In some respects, these findings aren’t all that surprising. Murder almost certainly fell at historic rates in 2023 and 2024, auto theft dropped a ton in 2024 after surging for four straight years, and other kinds of crime were declining in 2024. Crime trends tend to change for complicated reasons and rapid deviations (like with murder in 2020 or auto thefts in 2022) are relatively rare. Crime trends are normally like a large ship in that they take quite a while to turn around.
But these are not normal times. Huge amounts of uncertainty — economic, political, societal — could conceivably lead to large changes in America in the coming months.
All we can say with certainty is that major crime — as counted by the FBI — almost certainly declined quite a lot in the first quarter of 2025. These would be record levels of decline for most crime types if they held up for the full year.
Will this trend persist for the remaining 8+ months of the year? Only time will tell.

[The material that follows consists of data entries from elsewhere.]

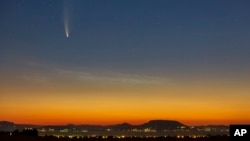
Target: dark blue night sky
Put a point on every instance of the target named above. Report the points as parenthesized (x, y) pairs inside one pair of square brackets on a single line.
[(104, 56), (127, 34)]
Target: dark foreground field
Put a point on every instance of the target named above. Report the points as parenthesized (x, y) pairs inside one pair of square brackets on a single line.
[(51, 138)]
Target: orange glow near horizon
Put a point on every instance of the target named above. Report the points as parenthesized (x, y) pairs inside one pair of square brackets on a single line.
[(190, 102)]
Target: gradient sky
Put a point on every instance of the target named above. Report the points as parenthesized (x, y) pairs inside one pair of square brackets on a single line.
[(125, 61)]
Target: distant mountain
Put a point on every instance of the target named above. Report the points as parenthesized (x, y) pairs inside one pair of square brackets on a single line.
[(163, 124), (152, 124)]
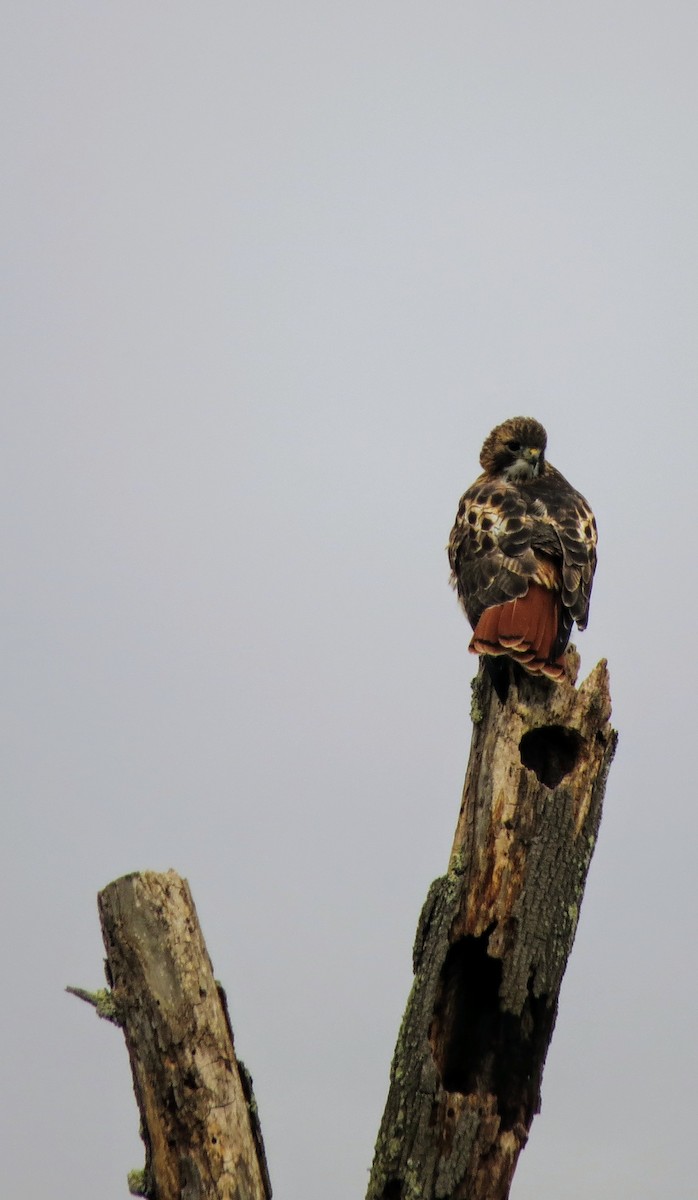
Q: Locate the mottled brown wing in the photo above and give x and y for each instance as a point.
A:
(489, 547)
(576, 528)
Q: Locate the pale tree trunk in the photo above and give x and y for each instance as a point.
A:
(491, 949)
(197, 1111)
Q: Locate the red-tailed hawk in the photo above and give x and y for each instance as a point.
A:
(523, 552)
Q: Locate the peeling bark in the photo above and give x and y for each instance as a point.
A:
(197, 1109)
(493, 942)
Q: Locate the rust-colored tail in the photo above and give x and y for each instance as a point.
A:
(524, 629)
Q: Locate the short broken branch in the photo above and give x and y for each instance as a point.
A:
(197, 1108)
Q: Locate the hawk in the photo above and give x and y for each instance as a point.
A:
(522, 553)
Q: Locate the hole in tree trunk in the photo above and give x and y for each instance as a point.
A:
(551, 751)
(477, 1048)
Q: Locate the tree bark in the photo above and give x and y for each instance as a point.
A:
(197, 1109)
(493, 942)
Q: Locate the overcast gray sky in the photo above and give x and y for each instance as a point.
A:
(271, 274)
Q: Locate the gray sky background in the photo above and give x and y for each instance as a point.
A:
(271, 274)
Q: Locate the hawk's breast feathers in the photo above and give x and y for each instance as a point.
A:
(523, 551)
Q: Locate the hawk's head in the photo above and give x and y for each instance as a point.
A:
(516, 449)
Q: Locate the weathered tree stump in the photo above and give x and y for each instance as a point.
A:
(493, 942)
(197, 1110)
(491, 949)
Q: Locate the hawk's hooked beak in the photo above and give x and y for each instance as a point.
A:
(531, 456)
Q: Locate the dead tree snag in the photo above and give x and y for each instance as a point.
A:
(493, 942)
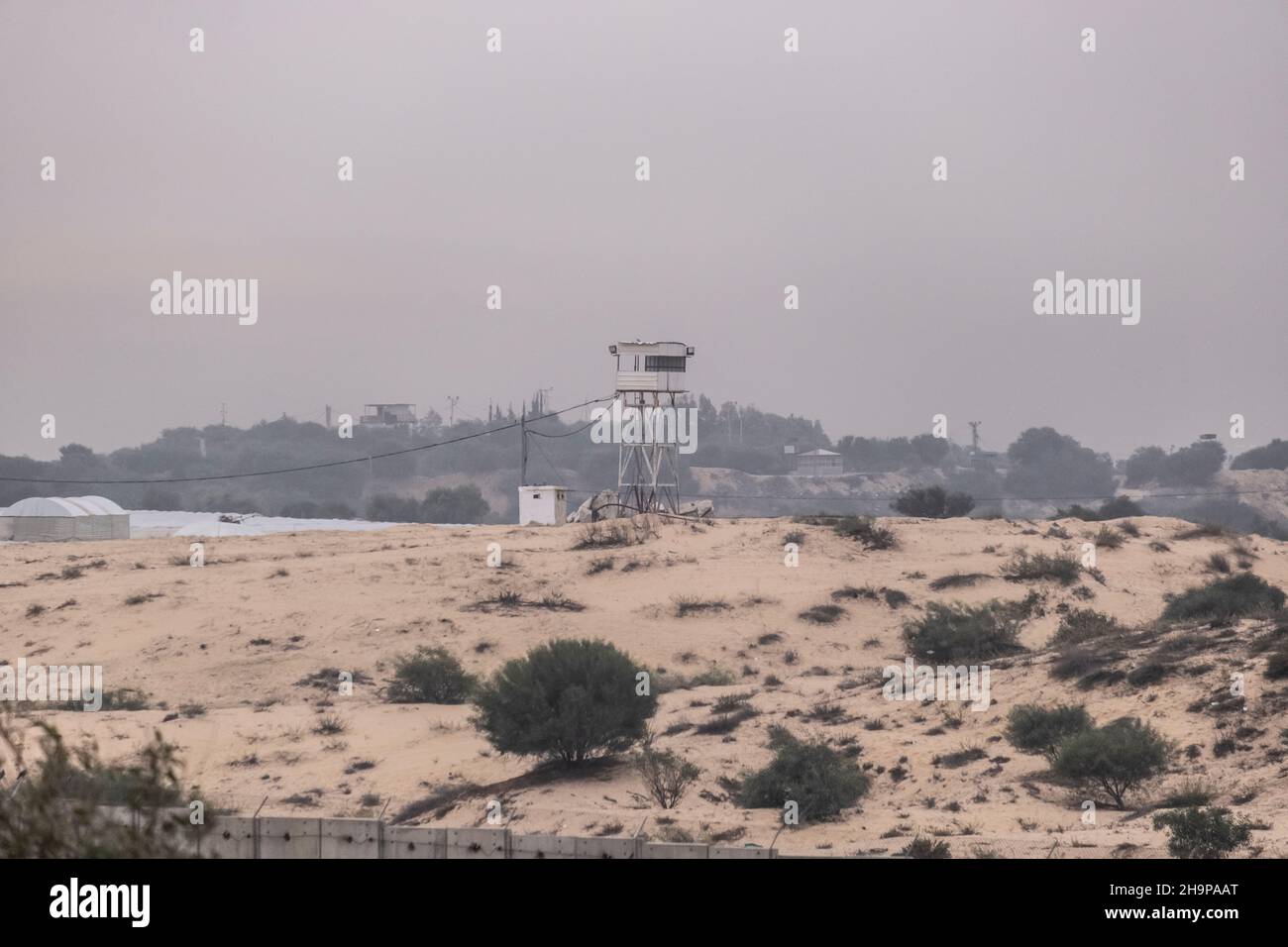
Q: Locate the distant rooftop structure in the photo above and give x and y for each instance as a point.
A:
(819, 463)
(54, 518)
(398, 412)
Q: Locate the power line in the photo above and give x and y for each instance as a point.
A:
(980, 499)
(310, 467)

I think Covid and social media and PPP increased crime…and then decreased it because with free PPP cash thugs bought guns and fentanyl…and then killed other thugs. I also think gen x cops took early retirement and so a lot of institutional knowledge was lost right when we needed it the most in several decades. So once the cops started arresting thugs again a lot of thugs were dead from not just gun violence but also fentanyl…and then the thugs that managed to stay alive got busted and sent to prison. Social media played a big role in vehicle thefts and break-ins looking for guns. Maybe an entire generation of thugs got killed/locked up in a short period of time because so many guns and cash and fentanyl flooded the streets??
Curious if you think there is anything going on with immigrant crime reporting. There is plenty of research finding that aggressive immigration enforcement actions impact victim reporting, witnesses, etc. My guess is that the numbers here are not so large but curious if you have any ways of looking at this more rigorously.